First he says The Fighter might not have staying power and then he flips it around and says it will. So if you take if you take out The Fighter you’re left with The Town and then everything else about women. He’s wrong about The Town, I have to say. It’s Ben Affleck’s best film and people will be watching it for decades to come. Though he’s right that they’re all gorgeous.
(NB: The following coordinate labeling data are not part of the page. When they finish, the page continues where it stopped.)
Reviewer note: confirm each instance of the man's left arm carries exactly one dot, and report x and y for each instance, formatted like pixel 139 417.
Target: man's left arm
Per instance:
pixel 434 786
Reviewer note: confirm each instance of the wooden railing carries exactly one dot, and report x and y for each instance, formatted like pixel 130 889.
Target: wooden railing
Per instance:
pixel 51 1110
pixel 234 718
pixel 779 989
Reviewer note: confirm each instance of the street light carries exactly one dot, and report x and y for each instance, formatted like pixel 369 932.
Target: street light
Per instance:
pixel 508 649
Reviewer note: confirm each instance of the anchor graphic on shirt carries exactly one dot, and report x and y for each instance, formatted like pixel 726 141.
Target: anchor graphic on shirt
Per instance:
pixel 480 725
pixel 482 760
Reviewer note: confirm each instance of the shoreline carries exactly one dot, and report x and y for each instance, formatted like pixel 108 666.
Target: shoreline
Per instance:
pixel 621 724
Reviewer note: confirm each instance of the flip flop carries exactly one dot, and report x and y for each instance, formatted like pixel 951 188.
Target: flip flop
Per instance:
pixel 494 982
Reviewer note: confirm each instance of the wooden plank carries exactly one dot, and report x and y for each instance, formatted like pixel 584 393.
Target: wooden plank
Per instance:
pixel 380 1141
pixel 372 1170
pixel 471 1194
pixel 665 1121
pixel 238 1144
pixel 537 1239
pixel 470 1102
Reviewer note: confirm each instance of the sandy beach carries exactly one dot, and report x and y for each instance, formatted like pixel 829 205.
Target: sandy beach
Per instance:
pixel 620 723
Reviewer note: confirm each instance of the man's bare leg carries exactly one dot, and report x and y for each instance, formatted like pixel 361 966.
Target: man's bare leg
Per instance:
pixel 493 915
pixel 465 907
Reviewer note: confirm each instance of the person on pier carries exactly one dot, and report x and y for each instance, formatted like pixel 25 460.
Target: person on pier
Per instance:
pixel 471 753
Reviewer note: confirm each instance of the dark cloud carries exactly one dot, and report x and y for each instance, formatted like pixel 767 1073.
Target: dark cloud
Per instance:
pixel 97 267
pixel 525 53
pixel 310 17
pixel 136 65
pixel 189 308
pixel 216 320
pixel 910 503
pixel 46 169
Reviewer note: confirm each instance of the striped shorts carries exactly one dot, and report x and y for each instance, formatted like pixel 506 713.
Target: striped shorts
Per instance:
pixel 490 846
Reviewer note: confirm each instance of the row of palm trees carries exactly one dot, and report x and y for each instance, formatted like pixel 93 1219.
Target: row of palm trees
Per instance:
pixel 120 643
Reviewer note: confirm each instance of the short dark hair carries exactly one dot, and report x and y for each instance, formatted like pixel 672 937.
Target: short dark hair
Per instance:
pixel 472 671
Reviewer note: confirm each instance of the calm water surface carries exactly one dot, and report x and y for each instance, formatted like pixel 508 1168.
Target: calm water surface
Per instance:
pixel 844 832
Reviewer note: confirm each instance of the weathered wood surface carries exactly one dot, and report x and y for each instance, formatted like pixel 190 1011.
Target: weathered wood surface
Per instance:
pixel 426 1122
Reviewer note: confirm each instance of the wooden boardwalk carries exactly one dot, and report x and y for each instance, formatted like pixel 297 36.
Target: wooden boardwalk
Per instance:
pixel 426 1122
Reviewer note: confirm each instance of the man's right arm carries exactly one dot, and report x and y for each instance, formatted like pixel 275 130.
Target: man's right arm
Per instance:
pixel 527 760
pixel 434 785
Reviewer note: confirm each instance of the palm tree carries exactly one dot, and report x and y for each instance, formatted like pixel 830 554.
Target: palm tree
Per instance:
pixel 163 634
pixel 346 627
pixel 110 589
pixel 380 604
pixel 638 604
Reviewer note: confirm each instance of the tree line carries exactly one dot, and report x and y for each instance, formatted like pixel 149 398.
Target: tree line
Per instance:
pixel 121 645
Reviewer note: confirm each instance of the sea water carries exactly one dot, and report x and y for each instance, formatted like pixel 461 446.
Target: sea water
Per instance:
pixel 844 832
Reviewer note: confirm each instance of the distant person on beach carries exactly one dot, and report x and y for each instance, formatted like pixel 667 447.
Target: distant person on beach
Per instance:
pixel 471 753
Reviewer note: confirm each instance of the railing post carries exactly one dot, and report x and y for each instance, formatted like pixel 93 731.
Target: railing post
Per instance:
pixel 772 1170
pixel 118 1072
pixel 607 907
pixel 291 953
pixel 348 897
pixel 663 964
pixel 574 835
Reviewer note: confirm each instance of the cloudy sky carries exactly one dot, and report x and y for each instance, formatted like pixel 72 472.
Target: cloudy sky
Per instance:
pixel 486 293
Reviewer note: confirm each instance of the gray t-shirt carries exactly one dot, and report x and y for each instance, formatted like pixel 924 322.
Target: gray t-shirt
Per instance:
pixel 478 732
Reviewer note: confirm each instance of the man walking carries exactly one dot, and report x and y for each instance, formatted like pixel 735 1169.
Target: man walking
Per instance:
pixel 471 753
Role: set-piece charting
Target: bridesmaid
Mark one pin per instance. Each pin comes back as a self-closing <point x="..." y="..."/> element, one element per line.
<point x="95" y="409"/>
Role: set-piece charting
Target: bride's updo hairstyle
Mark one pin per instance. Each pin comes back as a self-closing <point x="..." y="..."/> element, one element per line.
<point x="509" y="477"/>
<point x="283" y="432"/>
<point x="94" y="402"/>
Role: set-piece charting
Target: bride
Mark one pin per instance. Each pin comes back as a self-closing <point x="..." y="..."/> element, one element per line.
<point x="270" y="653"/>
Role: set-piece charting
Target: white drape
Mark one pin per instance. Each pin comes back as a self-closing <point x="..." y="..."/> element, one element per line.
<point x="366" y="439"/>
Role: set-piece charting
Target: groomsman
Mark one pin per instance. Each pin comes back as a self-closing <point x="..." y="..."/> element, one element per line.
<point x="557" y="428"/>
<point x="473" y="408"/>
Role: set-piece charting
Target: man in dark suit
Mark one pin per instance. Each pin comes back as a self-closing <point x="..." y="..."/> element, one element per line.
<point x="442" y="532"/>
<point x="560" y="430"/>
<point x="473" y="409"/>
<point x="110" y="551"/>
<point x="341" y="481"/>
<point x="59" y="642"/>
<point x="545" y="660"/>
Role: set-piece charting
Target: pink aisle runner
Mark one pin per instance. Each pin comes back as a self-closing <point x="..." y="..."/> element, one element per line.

“I really liked The Town, which also came out in 2010. It was a good crime film. However, next to The Fighter, it just couldn’t hold up, because everybody in The Town is beyond gorgeous. Ben Affleck is the one who gets away with it, because his Boston accent is so good. But the crook is absolutely gorgeous. The bank teller is absolutely gorgeous. The FBI guy is absolutely gorgeous. The town whore, Blake Lively, is absolutely gorgeous. Jeremy Renner is the least gorgeous guy, and he’s pretty f—ing good-looking. Then, if you look at The Fighter, and you look at those sisters, they’re just so magnificent. When you see David O. Russell cast those sisters, and you see Ben Affleck cast Blake Lively, you can’t compare the two movies. One just shows how phony the other is.
The bigger idea here, other than deeply ingrained sexist impulses that can’t be helped, is that none of us can really know which films will still be watched in 50 years because we don’t yet know the fate of the filmmakers or the talent involved. For instance, James Dean died way too young. That meant his films were destined to be watched forever, whether or not they were good. (And, as it happens, all three are classics in their own right.) Lisa Cholodenko, who wrote and directed The Kids Are All Right might find her way out of television and direct some kind of crazy masterpiece and thus people will watch her work forever (I know, wishful thinking there). Even Clueless, the film I complained about last week as not deserving to sit atop a list of the 100 best films directed by women, might find its place in film history 50 years from now. We just can’t know these things.
Still, Tarantino is kind of right in that there is a genre for these kinds of films and that genre is what we like to see around here on Oscar Island. Oscar Island is the reason many films get made at all. Were it not for the Oscar race they would be sent (and some even still are) straight to VOD. Occasionally you have a year where all of the films in the race are huge blockbusters and films that bleed into the social fabric of our country and even manage to make a big splash internationally. But those aren’t the films Tarantino is talking about. He’s talking about movies that can barely get made and do so only because they have a chance at awards buzz to use as leverage. It’s hard out there for a pimp.